Aceitunas de Galicia: avances en la recuperación de once variedades autóctonas

Investigación de tres años define estrategias de multiplicación para conservar el patrimonio vegetal gallego y desarrollar su potencial.

Imagen genérica de plantones de olivo en laboratorio.
IA

Imagen genérica de plantones de olivo en laboratorio.

El Grupo Operativo Aceitunas de Galicia culmina tres años de investigación para definir estrategias de multiplicación eficaces de once variedades autóctonas de olivo, abriendo nuevas posibilidades para su cultivo y la conservación del patrimonio vegetal gallego.

La investigación, que se extiende hasta 2026, se ha centrado en obtener plantas en cantidad suficiente mediante sistemas de multiplicación adaptados a cada variedad. Los resultados confirman que no existe una única técnica válida, sino que la combinación de propagación por esquejes y micropropagación in vitro permite definir estrategias específicas para ampliar la disponibilidad de planta.
El proyecto, que integra a la Fundación Juana de Vega, la Misión Biológica de Galicia (MBG-CSIC), Ouro de Quiroga, Olivar Concordia y Cultigar, con la Axencia Galega da Calidade Alimentaria (AGACAL) como socio cooperante, ha trabajado con once variedades identificadas: Brava Gallega, Brétema, Carapucho, Carmeliña, Folgueira, Hedreira, Mansa Gallega, Maruxiña, Susiña, Xoana y Santiagueira.
Los ensayos con esquejes semileñosos revelaron que la época de recogida del material vegetal es crucial, con la mejor respuesta en verano-otoño (61% de enraizamiento medio), destacando variedades como Carapucho, Susiña y Brétema con porcentajes de hasta el 100%. Paralelamente, se establecieron protocolos de micropropagación in vitro con tasas de enraizamiento y supervivencia superiores al 90%.
La transferencia al sector es un objetivo clave. Ya se ha entregado material vegetal a viveros y se publicará un protocolo técnico. La siguiente fase busca escalar ambos métodos a nivel industrial para aumentar la producción de planta autóctona en los próximos dos años.

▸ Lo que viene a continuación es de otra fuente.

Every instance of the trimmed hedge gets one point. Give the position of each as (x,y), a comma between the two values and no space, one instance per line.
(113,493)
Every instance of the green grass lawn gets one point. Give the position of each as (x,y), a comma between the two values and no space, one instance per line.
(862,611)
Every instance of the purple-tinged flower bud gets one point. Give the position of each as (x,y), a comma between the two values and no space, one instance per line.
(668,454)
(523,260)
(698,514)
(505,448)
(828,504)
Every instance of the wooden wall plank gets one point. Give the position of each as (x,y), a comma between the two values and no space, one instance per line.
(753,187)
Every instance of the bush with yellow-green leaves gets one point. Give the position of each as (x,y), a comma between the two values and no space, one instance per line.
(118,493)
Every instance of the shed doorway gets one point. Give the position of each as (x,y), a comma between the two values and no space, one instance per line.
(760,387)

La participación de productores conecta la investigación con las necesidades reales de las explotaciones.
Las plantas obtenidas están siendo evaluadas en parcelas experimentales en Pontevedra y A Pobra do Brollón (Lugo), y comparadas con olivos centenarios en Valga y en la Ribeira Sacra, para conocer su respuesta a diferentes condiciones de suelo y clima.
Esta línea de investigación, iniciada en 2012 por la MBG-CSIC, ya ha permitido localizar más de 160 olivos centenarios e identificar una veintena de variedades autóctonas, conservadas en un banco de germoplasma vivo. La Fundación Juana de Vega ha apoyado estos trabajos con 350.000 euros.
Variedades como Carapucho, Carmeliña, Maruxiña, Mansa Gallega y Brétema ya se han incorporado a la Lista de Variedades Comerciales. Los resultados experimentales de aceite abren una nueva etapa para estudiar el potencial de estas variedades, sentando las bases para diversificar la producción agraria y generar actividad económica vinculada a un recurso propio.
El proyecto, con una financiación de 179.652,68 euros, contribuye a conocimientos que podrían apoyar en el futuro el desarrollo de una denominación de origen protegida para el aceite de Galicia.
Información elaborada a partir de la fuente oficial: Delegación del CSIC en Galicia (10/09/2026)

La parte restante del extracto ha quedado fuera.